# big winter losses



## standman

Tim, Sorry to hear of your losses. My hives are doing well, and if we don't have another severe cold spell, I think 8 of 9 will make it through.
How are your hives configured? Double deep or mediums? Just curious. Hope you can recover quickly.
Stan


----------



## Solomon Parker

Yes, seems to be fairly common lately. Perhaps we can account it to climate change. We're all having more volatile weather. I know I'm having colder snaps, quicker defrosts, deeper snows, and more/less rain in the summer.


----------



## canoemaker

Standman, I use ten-frame deep brood chambers, stacked two high. As I said earlier, most of the upper brood chambers are still full of honey. It makes me think the bees died early on in the winter.


----------



## standman

Tim, the only hive I lost was a dead-out early in the fall. It really was just a nuc that I had moved into a 10 frame, but it never took off.

In relation to your "top deep full of honey", I have some that are in the same condition even now. In fact, last Sunday I went through half my hives, intending to rotate the boxes. My expectation was that they would be in the top deep, and the honey would be in the bottom.

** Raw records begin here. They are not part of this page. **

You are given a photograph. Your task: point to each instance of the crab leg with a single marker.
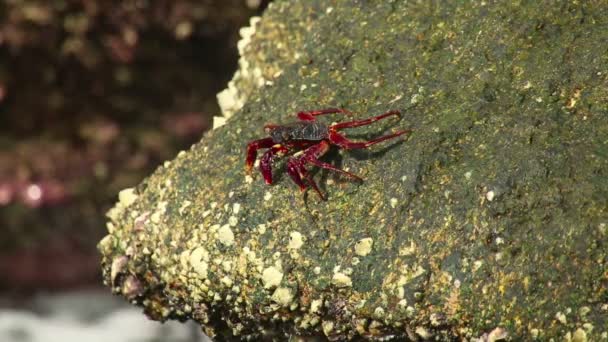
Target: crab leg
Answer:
(364, 122)
(266, 161)
(252, 150)
(310, 115)
(343, 142)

But lo and behold, a couple of the hives had practically no bees in the top, and the top box was full of honey! So I left those hives as they were. If they stay in this condition, I plan to either extract some of those top frames, or expand my brood chamber by interspacing with foundation/drawn comb. Are you planning to extract, or going to use your resources to get some nucs/swarms off to a quick start?


----------



## AmericasBeekeeper

Welcome Tim!


----------



## papamoose

I am in Goochland, VA and I lost 2 of my 4 this winter. 1 was early and I could not find the queen, and the second was 2 weeks ago, and they were clustered around a new queen cell with a 1/2 formed queen.


----------



## scdw43

Honey is important but ventilation in winter is important also. If the bees get wet, and stuck ,they can starve. The top brood chamber needs to be vented. I use 1/2" hardware cloth for bottom entrances, open SBB and a hole in the rim of my inner cover, you can throw a cat through. 

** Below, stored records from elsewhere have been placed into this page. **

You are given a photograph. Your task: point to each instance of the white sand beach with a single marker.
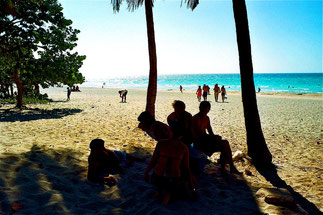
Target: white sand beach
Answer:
(44, 151)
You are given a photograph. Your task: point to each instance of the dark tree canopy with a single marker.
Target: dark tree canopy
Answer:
(36, 43)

http://i60.photobucket.com/albums/h10/dave_sc/nucs/100_1528.jpg

You can also send in a sample of the bees, it's free.

http://ars.usda.gov/Services/docs.htm?docid=7472

Sorry for your lose.


----------



## willrich68

Sorry about the losses. 5 hives in and 5 hives out and picking up speed here in North central Alabama.
William
All About Bees


----------



## hipbee

I lost 7 out of 10....well two were nucs I didnt really expect to survive.....its funny though one of the survivors was the weakest full size hive I had going into the winter.
the good news is that two of the survivors already have a whole box full of brood and another box of bees to boot.

the die outs all had honey left over.....I think they just didnt have a big enuf cluster to generate enuf heat to move up......all of them were first year hives either started from packages or splits from packages. next year i am going to combine more of my weaker ones.


----------



## canoemaker

I plan to use the frames of honey to rebuild my colonies. I will have four 3-lb packages arriving in early April, also I'm getting six new queens (NWC) at the end of April. A couple local beekeepers have offered to give me several frames of brood to bolster my packages and make nucs for the new queens. I've got lots of drawn comb and plenty of honey to help them all get started. If I don't have enough brood to make nucs with all the new queens, I plan to kill a couple of the queens from the packages (Italian) and replace them with the NWC queens.


----------



## canoemaker

scdw43 said:


> Honey is important but ventilation in winter is important also. If the bees get wet, and stuck ,they can starve.


We had a period of heavy snow/ice. Their entrances were blocked for a few days. That may have caused their death. I should have been more diligent about clearing their entrances.
Thanks for the tip about where to send bees for examination.


----------



## Solomon Parker

Maybe loose equipment helps with ventilation when entrances are blocked? What do you think?


----------



## Omie

If you keep a small upper entrance as well as the lower one, the bees will always be able to come and go despite corpses blocking the lower entrance.


----------



## canoemaker

Omie said:


> If you keep a small upper entrance as well as the lower one, the bees will always be able to come and go despite corpses blocking the lower entrance.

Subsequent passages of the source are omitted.